The sale of vinyl records is on the rise. But why would anyone want to buy something that can't be easily popped into your car stereo, or placed in your computer to burn to your iPod? Well, apparently, people don't care about those things, or they're finding ways to transfer their vinyl collection to a digital format, and the numbers are there to prove it. According to Nielsen SoundScan, vinyl LP sales reached 1.88 million units in 2008 -- an 89 percent increase from 2007.
Best Buy is smart, and is jumping right into vinyl sales. According to a New York Post article, Best Buy is the third largest music retailer, after Apple's iTunes, and Wal-Mart. Best Buy tested the vinyl sales at 100 of its stores nationwide, and the results proved to be successful.
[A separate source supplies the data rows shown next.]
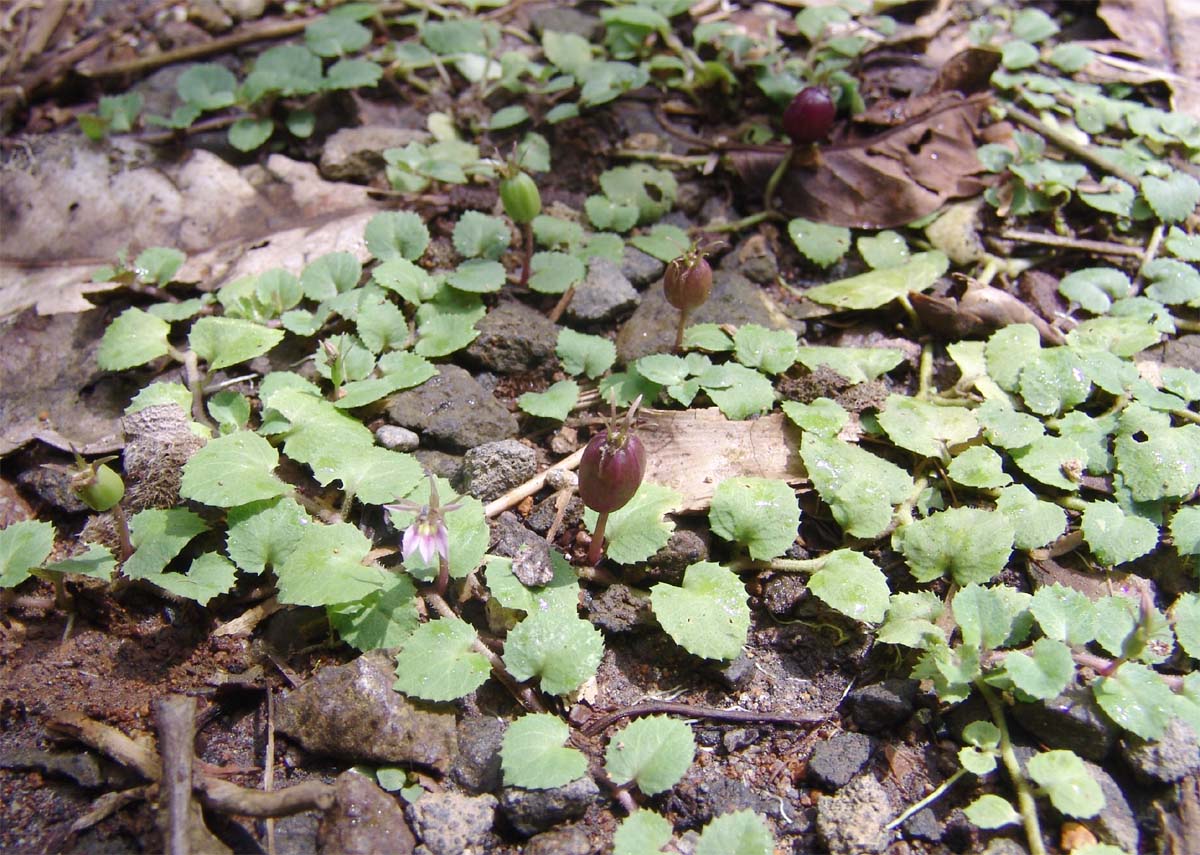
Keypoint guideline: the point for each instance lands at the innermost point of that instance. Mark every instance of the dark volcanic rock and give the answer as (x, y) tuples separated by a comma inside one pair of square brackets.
[(837, 760), (353, 713), (533, 811), (735, 300), (514, 338), (453, 410), (364, 820)]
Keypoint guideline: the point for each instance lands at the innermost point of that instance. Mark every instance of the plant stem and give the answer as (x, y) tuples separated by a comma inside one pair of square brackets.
[(443, 580), (1025, 802), (927, 801), (595, 550), (768, 195), (527, 234), (527, 698), (561, 306), (683, 322), (123, 531)]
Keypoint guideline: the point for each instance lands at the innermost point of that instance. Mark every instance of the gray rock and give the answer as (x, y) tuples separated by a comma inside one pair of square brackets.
[(783, 593), (295, 835), (739, 737), (355, 154), (453, 410), (754, 259), (603, 294), (353, 713), (439, 464), (852, 821), (640, 268), (53, 486), (706, 793), (737, 674), (619, 609), (397, 438), (544, 513), (881, 706), (1072, 721), (364, 820), (477, 766), (532, 562), (533, 811), (923, 825), (567, 19), (450, 823), (1170, 758), (514, 338), (1116, 823), (491, 470), (570, 841), (735, 300), (835, 761)]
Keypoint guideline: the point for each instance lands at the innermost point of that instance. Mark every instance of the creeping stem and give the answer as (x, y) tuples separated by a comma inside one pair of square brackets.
[(1025, 802)]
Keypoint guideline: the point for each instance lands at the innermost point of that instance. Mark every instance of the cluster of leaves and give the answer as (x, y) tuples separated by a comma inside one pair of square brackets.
[(972, 474), (289, 76)]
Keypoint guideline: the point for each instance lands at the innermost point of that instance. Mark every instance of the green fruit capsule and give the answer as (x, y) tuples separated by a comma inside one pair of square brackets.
[(100, 489), (522, 202)]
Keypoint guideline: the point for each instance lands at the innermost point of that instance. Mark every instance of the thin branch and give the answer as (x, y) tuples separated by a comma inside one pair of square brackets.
[(1069, 145), (1104, 247), (514, 496), (797, 719), (175, 719)]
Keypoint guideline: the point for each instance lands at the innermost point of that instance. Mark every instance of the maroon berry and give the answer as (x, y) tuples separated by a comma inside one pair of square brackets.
[(809, 117), (688, 281), (611, 471)]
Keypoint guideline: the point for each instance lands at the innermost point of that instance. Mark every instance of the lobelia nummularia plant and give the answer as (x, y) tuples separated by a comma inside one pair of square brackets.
[(611, 470), (687, 283)]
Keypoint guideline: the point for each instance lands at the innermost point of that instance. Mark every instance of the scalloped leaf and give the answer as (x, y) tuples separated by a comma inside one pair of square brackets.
[(327, 567), (562, 650), (639, 530), (439, 663), (654, 752), (533, 754), (851, 583), (760, 513), (859, 488), (708, 614), (135, 338), (24, 545), (233, 470)]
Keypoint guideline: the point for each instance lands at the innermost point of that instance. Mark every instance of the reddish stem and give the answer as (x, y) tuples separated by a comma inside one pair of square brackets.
[(527, 232), (595, 550)]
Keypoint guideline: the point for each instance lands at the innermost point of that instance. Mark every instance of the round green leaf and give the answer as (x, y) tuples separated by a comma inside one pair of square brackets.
[(708, 614), (533, 754), (439, 663), (759, 513), (233, 470), (562, 650), (654, 752), (850, 583)]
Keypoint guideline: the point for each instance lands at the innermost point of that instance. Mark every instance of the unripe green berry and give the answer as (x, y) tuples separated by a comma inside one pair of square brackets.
[(522, 202), (611, 471), (99, 488)]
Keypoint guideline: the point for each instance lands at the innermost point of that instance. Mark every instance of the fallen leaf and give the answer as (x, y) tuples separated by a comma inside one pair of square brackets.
[(1164, 36), (694, 450), (886, 180)]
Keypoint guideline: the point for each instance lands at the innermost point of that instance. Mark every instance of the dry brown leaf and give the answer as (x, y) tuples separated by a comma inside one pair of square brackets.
[(1164, 35), (883, 181), (696, 449)]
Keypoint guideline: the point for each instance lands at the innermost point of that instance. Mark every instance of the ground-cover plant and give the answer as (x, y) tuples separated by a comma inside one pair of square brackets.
[(1039, 444)]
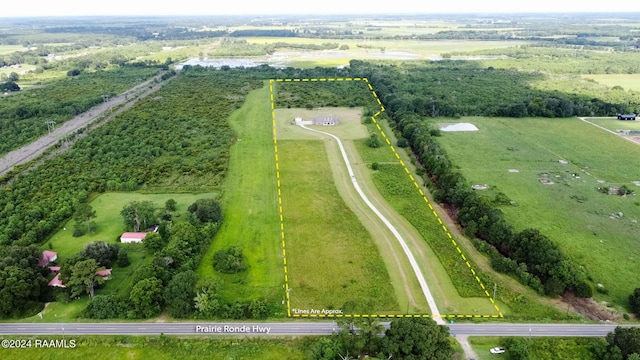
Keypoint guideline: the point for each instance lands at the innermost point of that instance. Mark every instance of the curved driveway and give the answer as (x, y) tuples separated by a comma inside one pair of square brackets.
[(414, 264)]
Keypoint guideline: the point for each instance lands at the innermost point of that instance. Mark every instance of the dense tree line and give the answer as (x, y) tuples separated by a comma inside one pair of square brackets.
[(169, 281), (178, 139), (23, 115), (527, 254), (406, 338), (22, 281)]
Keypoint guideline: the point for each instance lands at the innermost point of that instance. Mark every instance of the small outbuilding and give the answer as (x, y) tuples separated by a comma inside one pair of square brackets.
[(132, 237), (325, 120), (626, 116), (47, 257)]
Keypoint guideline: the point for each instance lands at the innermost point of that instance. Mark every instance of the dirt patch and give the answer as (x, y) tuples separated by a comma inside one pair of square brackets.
[(590, 308)]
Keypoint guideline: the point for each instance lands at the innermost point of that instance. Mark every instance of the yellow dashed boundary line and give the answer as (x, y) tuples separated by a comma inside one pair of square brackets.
[(411, 178)]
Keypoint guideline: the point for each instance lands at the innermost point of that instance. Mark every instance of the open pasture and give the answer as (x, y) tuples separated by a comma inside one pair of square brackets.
[(109, 221), (350, 126), (550, 170), (616, 125)]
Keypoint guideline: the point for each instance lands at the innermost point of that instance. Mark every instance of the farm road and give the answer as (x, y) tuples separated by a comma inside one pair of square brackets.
[(38, 147), (414, 264)]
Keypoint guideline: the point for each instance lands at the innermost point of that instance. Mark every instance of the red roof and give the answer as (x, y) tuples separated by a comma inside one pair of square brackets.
[(134, 235), (56, 281), (47, 257), (105, 272)]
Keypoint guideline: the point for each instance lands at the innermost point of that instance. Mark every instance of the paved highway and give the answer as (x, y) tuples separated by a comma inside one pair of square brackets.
[(286, 328)]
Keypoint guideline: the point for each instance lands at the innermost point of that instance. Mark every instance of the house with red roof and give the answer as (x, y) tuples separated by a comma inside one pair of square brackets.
[(105, 273), (47, 257)]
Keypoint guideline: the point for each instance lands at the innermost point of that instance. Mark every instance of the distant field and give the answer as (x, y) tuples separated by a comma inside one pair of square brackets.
[(250, 206), (568, 348), (333, 261), (570, 211), (109, 221), (163, 347), (350, 123), (627, 81), (614, 124)]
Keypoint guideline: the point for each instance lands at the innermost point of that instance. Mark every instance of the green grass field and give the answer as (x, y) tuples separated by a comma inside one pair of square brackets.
[(627, 81), (541, 348), (350, 123), (512, 155), (162, 347), (332, 258), (250, 206), (452, 284), (109, 221)]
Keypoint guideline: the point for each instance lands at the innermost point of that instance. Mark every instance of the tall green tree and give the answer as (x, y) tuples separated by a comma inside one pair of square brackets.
[(138, 215), (153, 243), (419, 338), (180, 293), (207, 301), (626, 340), (206, 210), (146, 297), (84, 278)]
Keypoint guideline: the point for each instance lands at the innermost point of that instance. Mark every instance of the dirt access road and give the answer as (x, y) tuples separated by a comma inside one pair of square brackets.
[(95, 116)]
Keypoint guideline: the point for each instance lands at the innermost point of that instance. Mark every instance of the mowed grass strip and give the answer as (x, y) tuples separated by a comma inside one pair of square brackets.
[(570, 211), (453, 285), (333, 261), (162, 347), (249, 204)]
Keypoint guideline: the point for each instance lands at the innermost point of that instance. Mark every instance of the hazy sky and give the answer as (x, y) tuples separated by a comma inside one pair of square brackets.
[(249, 7)]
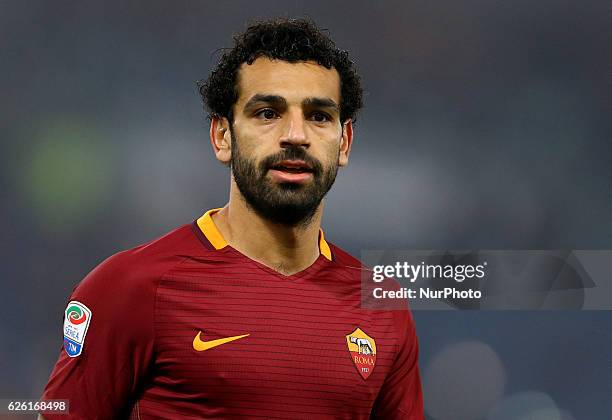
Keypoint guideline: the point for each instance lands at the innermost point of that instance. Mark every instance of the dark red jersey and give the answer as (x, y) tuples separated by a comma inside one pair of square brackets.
[(188, 327)]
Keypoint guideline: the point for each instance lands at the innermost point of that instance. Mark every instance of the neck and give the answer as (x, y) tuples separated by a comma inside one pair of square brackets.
[(285, 249)]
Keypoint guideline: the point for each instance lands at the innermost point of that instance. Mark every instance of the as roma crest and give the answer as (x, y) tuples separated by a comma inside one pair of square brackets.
[(362, 348)]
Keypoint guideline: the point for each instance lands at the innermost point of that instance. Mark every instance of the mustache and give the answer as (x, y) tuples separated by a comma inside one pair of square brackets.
[(292, 153)]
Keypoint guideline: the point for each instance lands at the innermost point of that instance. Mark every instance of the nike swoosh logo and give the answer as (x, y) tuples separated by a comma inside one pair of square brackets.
[(200, 345)]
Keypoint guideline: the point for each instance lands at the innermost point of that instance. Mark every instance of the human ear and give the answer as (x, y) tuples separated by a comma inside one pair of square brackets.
[(221, 139), (346, 142)]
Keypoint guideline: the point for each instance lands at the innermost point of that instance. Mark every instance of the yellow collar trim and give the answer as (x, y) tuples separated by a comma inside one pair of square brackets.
[(208, 228)]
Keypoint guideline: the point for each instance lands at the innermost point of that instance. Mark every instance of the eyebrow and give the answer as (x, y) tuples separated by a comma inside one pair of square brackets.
[(264, 98), (321, 103), (281, 102)]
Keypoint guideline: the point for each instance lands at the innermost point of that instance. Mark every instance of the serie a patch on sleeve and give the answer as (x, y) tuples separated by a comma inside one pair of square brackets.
[(76, 321)]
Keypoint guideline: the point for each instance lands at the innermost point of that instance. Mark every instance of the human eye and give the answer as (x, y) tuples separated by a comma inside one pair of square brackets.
[(266, 114), (320, 117)]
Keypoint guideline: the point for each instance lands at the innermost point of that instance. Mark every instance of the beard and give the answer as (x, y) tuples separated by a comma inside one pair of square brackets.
[(289, 204)]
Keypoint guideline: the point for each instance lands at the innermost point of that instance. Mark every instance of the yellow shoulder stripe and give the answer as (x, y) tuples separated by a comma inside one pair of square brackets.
[(208, 228)]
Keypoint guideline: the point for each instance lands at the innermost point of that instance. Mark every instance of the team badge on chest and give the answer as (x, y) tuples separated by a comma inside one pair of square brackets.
[(362, 348), (76, 321)]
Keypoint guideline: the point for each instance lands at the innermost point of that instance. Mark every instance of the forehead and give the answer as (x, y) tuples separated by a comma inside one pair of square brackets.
[(293, 81)]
CD sales have been steadily declining each year with the rise of digital downloads, and although vinyl sales will not make up for the loss from CD neglect, it will at least help. On average, a CD costs $13.99, whereas a vinyl LP costs around $22.95.
Many of the major record labels have taken notice of the rise in vinyl interest and have done what record collectors do best: sifted through the crates to find the best record. Some companies have found their best-selling records in their catalogs and are re-releasing remastered versions of the albums with the original artwork and packaging.
In September 2008, for example, EMI released "From the Capitol Vaults," which includes albums such as the Beach Boys' "Pet Sounds," Radiohead's "OK Computer," and Jimi Hendrix's "Band of Gypsies."
Best Buy is said to be considering using as much as eight square feet in each of its 1,020 stores for vinyl. Smaller record stores might be concerned that this might take away from their business, but I doubt Best Buy will be selling the rare gems you stumble upon while digging around in the crates. They'll most likely be selling classic albums, like the ones mentioned above.
We'll be sure to update you with more news about when you can shop the vinyl section of your neighborhood Best Buy. Viva la vinyl.